При этом богохульном заявлении у Горвинга вырвался хрип. Трудно было сказать, отчего он так выпучил глаза — от возмущения или от удушья. Лорд Гюйге, искусствовед по профессии, легко шагнул вперед и склонился, рассматривая черты лица прекрасной дамы.

— Мона Лиза — моя старая приятельница, — сказал он. — Мы с ней на дружеской ноге.

— Поздравляю. А я знаком только с ее кузиной — «Дамой с горностаем».

— А… А я вот, пожалуй, не имел такого удовольствия.
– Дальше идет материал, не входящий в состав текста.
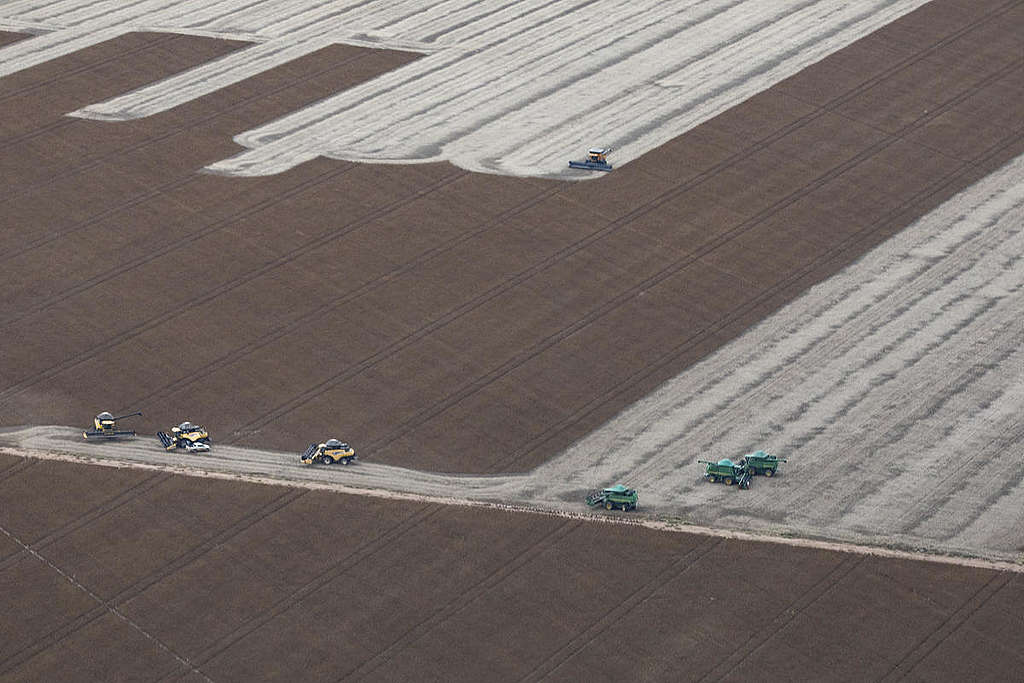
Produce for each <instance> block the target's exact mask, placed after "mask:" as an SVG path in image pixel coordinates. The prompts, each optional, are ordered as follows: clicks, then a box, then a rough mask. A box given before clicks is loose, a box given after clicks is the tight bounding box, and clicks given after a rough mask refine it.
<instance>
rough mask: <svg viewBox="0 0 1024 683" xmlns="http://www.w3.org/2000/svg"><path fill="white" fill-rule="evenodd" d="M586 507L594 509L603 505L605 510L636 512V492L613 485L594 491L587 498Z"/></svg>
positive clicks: (615, 485) (623, 486)
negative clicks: (591, 507) (590, 494)
mask: <svg viewBox="0 0 1024 683" xmlns="http://www.w3.org/2000/svg"><path fill="white" fill-rule="evenodd" d="M587 505H589V506H590V507H594V506H597V505H603V506H604V509H605V510H614V509H615V508H618V509H620V510H636V509H637V492H636V489H634V488H627V487H626V486H624V485H623V484H617V485H614V486H612V487H610V488H602V489H601V490H595V492H594V493H593V494H591V495H590V496H588V497H587Z"/></svg>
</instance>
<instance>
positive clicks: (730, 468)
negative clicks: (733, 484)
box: [697, 458, 751, 489]
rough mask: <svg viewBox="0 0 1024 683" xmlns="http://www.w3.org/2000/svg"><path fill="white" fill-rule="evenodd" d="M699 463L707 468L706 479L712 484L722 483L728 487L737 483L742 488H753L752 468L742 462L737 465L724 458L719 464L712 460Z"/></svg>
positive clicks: (706, 468) (700, 462)
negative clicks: (719, 482)
mask: <svg viewBox="0 0 1024 683" xmlns="http://www.w3.org/2000/svg"><path fill="white" fill-rule="evenodd" d="M697 462H698V463H700V464H701V465H703V466H705V479H708V481H711V482H712V483H715V482H716V481H721V482H722V483H724V484H726V485H727V486H731V485H732V484H734V483H735V484H738V485H739V487H740V488H744V489H745V488H750V487H751V468H750V467H749V466H748V464H746V463H744V462H742V461H740V462H739V463H738V464H736V463H733V462H732V461H731V460H729V459H728V458H723V459H722V460H720V461H718V462H717V463H713V462H711V461H710V460H698V461H697Z"/></svg>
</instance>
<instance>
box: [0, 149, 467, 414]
mask: <svg viewBox="0 0 1024 683" xmlns="http://www.w3.org/2000/svg"><path fill="white" fill-rule="evenodd" d="M354 168H355V164H347V165H345V166H344V167H342V168H340V169H334V170H331V171H328V172H325V173H322V174H319V175H318V176H316V177H315V178H313V179H312V180H308V181H306V182H303V183H301V184H300V185H299V186H297V187H295V188H293V189H291V190H290V191H287V193H279V194H276V195H274V196H273V197H272V198H269V199H267V200H264V201H263V202H261V203H259V204H258V205H256V206H254V207H251V208H250V209H247V210H246V211H244V212H242V214H241V215H240V214H236V215H234V216H231V217H229V218H227V219H222V220H219V221H216V222H215V223H213V224H211V225H210V226H208V227H206V228H203V229H201V230H198V231H197V232H196V233H193V237H191V238H189V239H199V238H200V237H206V236H207V234H212V233H213V232H215V231H218V230H220V229H222V228H223V227H226V226H227V225H229V224H232V223H234V222H238V221H241V220H244V219H245V218H246V217H248V216H250V215H253V214H255V213H258V212H260V211H263V210H264V209H266V208H267V207H269V206H272V205H274V204H278V203H281V202H284V201H286V200H288V199H290V198H292V197H294V196H296V195H299V194H301V193H303V191H305V190H306V189H309V188H310V187H312V186H315V185H317V184H321V183H323V182H326V181H328V180H330V179H332V178H334V177H336V176H338V175H341V174H343V173H347V172H349V171H351V170H353V169H354ZM466 173H467V172H466V171H458V172H457V173H455V174H453V175H449V176H444V177H442V178H441V179H440V180H438V181H436V182H434V183H432V184H430V185H428V186H427V187H425V188H423V189H420V190H417V191H416V193H415V194H413V195H411V196H409V197H406V198H402V199H400V200H396V201H394V202H391V203H389V204H387V205H385V206H384V207H381V208H379V209H377V210H375V211H374V212H372V213H371V214H369V215H368V216H366V217H364V218H359V219H356V220H355V221H352V222H350V223H347V224H345V225H344V226H342V227H341V228H338V229H336V230H328V231H326V232H323V233H321V234H319V236H318V237H316V238H313V239H312V240H309V241H307V242H305V243H303V244H302V245H300V246H299V247H296V248H295V249H292V250H291V251H289V252H286V253H285V254H284V255H283V256H280V257H278V258H275V259H273V260H272V261H268V262H267V263H265V264H263V265H262V266H260V267H258V268H253V269H250V270H248V271H247V272H246V273H245V274H243V275H240V276H238V278H236V279H234V280H231V281H228V282H226V283H223V284H221V285H219V286H217V287H216V288H214V289H213V290H209V291H207V293H206V294H204V295H202V296H199V297H196V298H195V299H193V300H191V302H190V306H189V309H186V310H182V309H178V310H176V311H173V312H170V313H160V314H157V315H153V316H151V317H148V318H146V319H145V321H143V322H142V323H139V324H137V325H135V326H133V327H132V328H129V329H128V330H125V331H123V332H121V333H118V334H117V335H115V336H114V337H109V338H108V339H105V340H103V341H102V342H100V343H99V344H96V345H94V346H92V347H91V348H88V349H86V350H84V351H82V352H81V353H79V354H78V355H75V356H73V357H71V358H68V359H66V360H63V361H62V362H60V364H57V365H55V366H51V367H49V368H47V369H46V370H43V371H39V372H38V373H36V374H35V375H32V376H30V377H28V378H26V379H24V380H22V381H19V382H17V383H14V384H13V385H12V386H10V387H9V388H7V389H4V390H3V391H0V401H4V400H9V399H10V398H11V397H12V396H15V395H17V394H19V393H22V392H23V391H26V390H27V389H29V388H31V387H32V386H34V385H35V384H37V383H39V382H40V381H43V380H46V379H49V378H51V377H54V376H55V375H58V374H60V373H62V372H65V371H67V370H70V369H71V368H74V367H76V366H79V365H81V364H82V362H85V361H86V360H88V359H90V358H93V357H95V356H96V355H98V354H99V353H100V352H102V351H104V350H110V349H111V348H114V347H115V346H117V345H118V344H121V343H122V342H124V341H126V340H128V339H132V338H134V337H137V336H139V335H141V334H143V333H145V332H148V331H150V330H153V329H156V328H157V327H160V326H164V325H167V324H168V323H170V322H172V321H174V319H175V318H177V317H179V316H181V315H188V314H189V310H190V309H191V308H194V307H195V306H199V305H202V304H205V303H208V302H210V301H213V300H214V299H216V298H217V297H219V296H221V295H223V294H225V293H227V292H230V291H232V290H234V289H237V288H239V287H241V286H242V285H245V284H246V283H249V282H251V281H253V280H256V279H257V278H258V276H260V275H263V274H266V273H267V272H270V271H271V270H274V269H275V268H278V267H280V266H282V265H285V264H287V263H291V262H293V261H295V260H296V259H297V258H299V257H301V256H305V255H306V254H308V253H309V252H311V251H313V250H314V249H316V248H319V247H323V246H324V245H325V244H327V243H329V242H332V241H334V240H336V239H338V238H340V237H343V236H345V234H347V233H349V232H351V231H353V230H355V229H358V228H359V227H362V226H364V225H366V224H368V223H370V222H373V221H374V220H377V219H378V218H380V217H382V216H385V215H387V214H388V213H390V212H391V211H393V210H395V209H398V208H401V207H403V206H406V205H408V204H410V203H412V202H414V201H416V200H418V199H420V198H421V197H424V196H426V195H429V194H431V193H433V191H435V190H437V189H440V188H442V187H444V186H446V185H449V184H451V183H453V182H455V181H457V180H459V179H460V178H462V177H463V176H464V175H466ZM200 233H201V234H200ZM197 236H198V237H197ZM176 249H177V245H176V244H175V245H170V246H168V247H166V248H164V249H162V250H160V251H159V252H156V253H154V252H150V253H148V254H147V255H146V256H143V257H139V258H137V259H134V260H133V261H132V262H130V263H129V264H127V265H125V266H123V267H120V268H117V269H116V270H117V272H116V273H115V274H110V275H109V276H105V278H103V279H102V280H98V279H93V280H91V281H89V282H88V283H87V284H85V285H83V286H80V287H78V288H74V289H76V290H77V291H76V292H74V294H78V293H81V292H83V291H86V290H88V289H91V288H92V287H95V286H96V285H98V284H100V283H101V282H105V280H110V279H113V278H114V276H116V275H117V274H121V273H123V272H125V271H127V270H129V269H133V268H136V267H139V266H140V265H143V264H145V263H148V262H151V261H154V260H156V259H158V258H161V257H163V256H165V255H167V254H168V253H170V252H172V251H174V250H176ZM71 296H72V294H68V295H67V296H63V297H60V298H61V299H66V298H70V297H71ZM23 317H24V316H23Z"/></svg>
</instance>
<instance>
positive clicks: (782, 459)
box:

Знакомство Майджстраля с «Дамой с горностаем» однажды затянулось на шесть дней — именно столько времени прошло между тем, как он украл картину, и тем, как продал страховой компании ее владельца.

— В коллекции принца Чана на планете Нана, — заметил он, — «Дама», так же как и Мона Лиза, предмет поклонения из-за ее удивительной неуловимой улыбки. Поневоле задумаешься, как это художнику удавалось развлекать женщин.

— Полагаю, история об этом умалчивает, — проговорил лорд Гюйге.

Горвинг, бездыханный, повалился на пол, издав при падении глухой деревянный звук. Один из полисменов выругался. Майджстраль зыркнул на него.

— Нечего на меня пялиться, — посоветовал он. — Я тут ни при чем.

Он послал Джиоконде последний испытующий взор и отошел от картины. Гюйге последовал за ним и взял его под руку:

— Перейдем к венецианцам, Майджстраль?

— Давайте уж сразу к фламандцам. Там у вас есть Вермеер, на которого я глаз положил.

Они вышли из зала и свернули в коридор. Отряд полицейских нервозно затопал следом. Охранники ожидали, что Майджстраль станет осматривать собрание галереи по порядку: сначала все итальянцы, а потом уже фламандцы. То, что он пропустил сразу несколько залов, спутало их планы, и офицерам пришлось импровизировать на ходу.

Пока обескураженные охранники сновали с места на место, Майджстраль преспокойно расхаживал рядом с искусствоведом. «Если уж приходится любоваться шедеврами живописи сквозь живую изгородь полисменов, — решил он, — надо ее хотя бы изредка прореживать».

— Недавно случайно получил весточку от твоего отца, — громогласно сообщил Гюйге, и голос эхом разлетелся по коридору.

Майджстраль нахмурился:

— Недавно?

— Всего несколько дней назад, по системе Сугубо Частной Переписки. Просит приглядывать за тобой и заботиться, чтобы ты не якшался ни с какими… — Гюйге улыбнулся, — грубыми и недостойными субъектами.

Майджстраль вздохнул. Как только Густав Майджстраль был объявлен покойным и погребен на Нане, сразу же посыпалась куча корреспонденции через дорогущую систему СЧП — Сугубо Частной Переписки — то чьи-то жалобы, пересказанные отцу на поведение Майджстраля-младшего, то требования о выплате старых долгов, о которых он позабыл двадцать лет назад, то записочки друзьям с сетованиями, что Майджстраль им пренебрегает, то предложения старым кредиторам встретиться с Майджстралем и потребовать от него возврата денег.

— Густав надеется скоро повидаться со мной, — гаркнул Гюйге. — Ты вроде бы не субсидируешь его разъезды?

— В могиле ему спокойнее, — объяснил Майджстраль. — Возьмись он путешествовать, только нажил бы себе лишних неприятностей — Он посмотрел на старика. — Боюсь, он тронулся умом, лорд Гюйге. С мертвыми это частенько случается, вы же знаете.

— Пожалуй, — ответствовал Гюйге.

«Кружевницу» Вермеера Майджстраль нашел столь же восхитительной, сколь о ней говорили, да и другие работы фламандцев вызвали у него восторг, хотя он не постеснялся вслух выразить свое удивление по поводу того, что на таком количестве натюрмортов изображались остатки трапез — грязные вилки и перепачканные блюда не казались ему достойными тонкого искусства.